Ostritz. Kennen Sie Siegfriedsdorf? Nicht wirklich? Stimmt, das geht ja auch nicht. Denn im Jahr 1427 erreichte ein Hussitenheer den kleinen Ort und verwüstete ihn völlig. Nur ein Kapellenfragment und ein Brunnen erinnern an diese Stätte. Im 12. Jahrhundert war die Ansiedlung oberhalb des Klosters Marienthal bei Ostritz entstanden. Siegfriedsdorf erstreckte sich längs eines kleinen Bächleins nahe der heutigen Bundesstraße 99. Vom Bergfrieden aus, einem holprigen Parkplatz, erreicht man die einstige Stelle nach nur fünf Minuten Fußweg.

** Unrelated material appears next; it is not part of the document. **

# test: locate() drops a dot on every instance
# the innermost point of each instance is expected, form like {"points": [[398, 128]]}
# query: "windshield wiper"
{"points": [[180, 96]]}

Bis 1855 war hier noch Feld, dann wurde der Klosterwald darauf angelegt und ausgedehnt. Als urkundliche Erwähnung wird gern auf die böhmische Königin Kunigunde verwiesen, die 1234 das Kloster gründete und auf den damals „Sifridsdorf“ geschriebenen Ort Bezug nahm. 1241 bestätigte König Wenzeslaus die Schenkung an das Kloster. 1834, so kann man es in Schönfelders „Geschichte des Klosters“ lesen, waren von Siegfriedsdorf noch Grundmauerreste erkennbar. Heute wird der Wanderer mitten im Wald nur noch von einer verwachsenen Treppe überrascht, die zur Siegfriedskapelle führt. Das ist eine gotische Spitzsäule mit dem Bild des Bischofs Siegfried. Das war der Namenspatron des Dorfes. Das Monument stammt allerdings nicht aus der wahren Dorfgeschichte, sondern wurde 1859 im Auftrag des Klosters zur Erinnerung gestiftet.

Überhaupt hatte das Kloster viele Jahre die Intention, das alte Dorf wiederzubeleben. Als Johann Gottlieb Fischer, ein Ostritzer, 1764 ein Wirtshaus auf dem Berge einrichten wollte, wurde er von den frommen Frauen unterstützt. Äbtissin Anastasia Rösler schrieb an die Regierung: „Es ist unser Wunsch, durch Errichtung eines Jägerhauses und einer Schäferei eine Ansiedlung zu schaffen, um das alte Dorf wieder entstehen zu lassen.“ Viele Jahre gab es daraufhin das Wirtshaus „Bergfrieden“. Zur Erinnerung an das alte Dorf sollen auch die Lärchen dienen, die die klösterliche Forstverwaltung etwa hundert Meter nebenan in Form eines Kreuzes pflanzen ließ. Vermutlich befand sich an dieser Stelle einst der Friedhof. Vielleicht liegen dort auch noch viele der beim Hussitenüberfall 1427 gefallenen Siegfriedsdorfer? Viele indes suchten im Kloster Zuflucht, als die Horden das Dorf dem Erdboden gleichmachten.

Einige Brunnen jedoch überdauerten die Jahre. Da sie aber Gefahrenquellen darstellten, wurden sie zugeschüttet, der letzte wohl 1936. Schließlich gab es um 1960 nur noch einen Bürger, Paul Rudolf aus Marienthal, der eine Brunnenstelle wusste. Seinen Hinweisen gingen damals Heimatforscher nach und gruben bis in zwei Meter Tiefe, was bei dem nur 80 cm breiten Brunnenschacht nicht leicht war. Dann aber hatten sich Steinbrocken derart verkeilt, dass von weiteren Arbeiten abgesehen wurde. Die Untersuchungen ergaben, dass es sich um einen Ziehbrunnen gehandelt hat, auf Wasser wird man erst nach mindestens fünf Meter Tiefe gestoßen sein.

Der „Bergfrieden“ ist leider längst kein Lokal mehr. Wanderern wird empfohlen, nach einem Rundgang an die Neiße in der Klosterschänke einzukehren. Zurück geht es dann am einfachsten über den Stationsberg.